Mosaic CNV viewable in B-Allele frequency plots¶
This example illustrates trends indicative of a mosaic copy number gain, in this case impacting the whole of chromosome 8.
In both the whole genome and single chromosome plots, it can be observed that chromosome 8 has B-Allele Frequencies that deviate from the values typical for heterozygous variants. This occurs across the complete length of chromosome 8.
On the whole genome plot, it can also be observed that there is a slight increase in the coverage values across the length of the chromosome, although not significant enough to be detected as change in predicted copy number.
Regions of homozygosity¶
This example illustrates trends associated with regions of homozygosity (ROH) present on several chromosomes.
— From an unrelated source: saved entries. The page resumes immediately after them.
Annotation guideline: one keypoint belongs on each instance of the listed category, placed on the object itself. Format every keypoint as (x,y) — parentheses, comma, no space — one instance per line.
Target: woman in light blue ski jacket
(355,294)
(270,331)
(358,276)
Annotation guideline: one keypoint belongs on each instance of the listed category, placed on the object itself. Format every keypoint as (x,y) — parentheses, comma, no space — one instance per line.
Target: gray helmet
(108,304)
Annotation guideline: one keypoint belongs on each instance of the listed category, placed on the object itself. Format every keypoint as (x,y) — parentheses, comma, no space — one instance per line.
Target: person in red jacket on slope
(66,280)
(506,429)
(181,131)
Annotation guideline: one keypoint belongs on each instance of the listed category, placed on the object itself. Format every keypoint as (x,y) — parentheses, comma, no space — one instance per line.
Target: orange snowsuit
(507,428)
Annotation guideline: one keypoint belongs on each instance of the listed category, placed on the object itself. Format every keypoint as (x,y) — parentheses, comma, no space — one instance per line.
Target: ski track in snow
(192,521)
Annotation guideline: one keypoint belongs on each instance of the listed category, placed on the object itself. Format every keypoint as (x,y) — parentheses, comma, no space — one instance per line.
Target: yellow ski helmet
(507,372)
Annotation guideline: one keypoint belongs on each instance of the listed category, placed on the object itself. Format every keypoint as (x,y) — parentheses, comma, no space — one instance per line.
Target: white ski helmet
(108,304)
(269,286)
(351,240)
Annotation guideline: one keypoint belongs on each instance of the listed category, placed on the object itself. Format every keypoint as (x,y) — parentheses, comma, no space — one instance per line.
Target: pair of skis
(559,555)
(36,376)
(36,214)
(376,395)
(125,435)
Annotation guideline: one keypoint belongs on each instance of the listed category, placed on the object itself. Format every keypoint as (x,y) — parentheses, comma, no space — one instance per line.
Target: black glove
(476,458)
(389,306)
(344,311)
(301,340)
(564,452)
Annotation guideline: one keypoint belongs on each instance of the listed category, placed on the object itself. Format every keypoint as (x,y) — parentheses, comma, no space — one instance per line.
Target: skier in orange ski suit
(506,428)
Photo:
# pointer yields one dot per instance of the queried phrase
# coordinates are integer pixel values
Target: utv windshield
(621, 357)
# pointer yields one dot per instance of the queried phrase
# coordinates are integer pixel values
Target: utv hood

The characteristic features of ROHs can be observed, with B-Allele frequencies almost exclusively at 0 or 1, but clear indication in the coverage and copy number panels of the plots that there are two copies of the chromosome.
This scenario may occur due to consanguinity, uniparental isodisomy or a balanced CNV event where the region lost on one copy is replaced with that region from its pair.
These trends can also be seen in the individual chromosome plots, and are shown here for chromosome 1, with ROH impacting approximate regions 50-60 Mb and 90-120 Mb.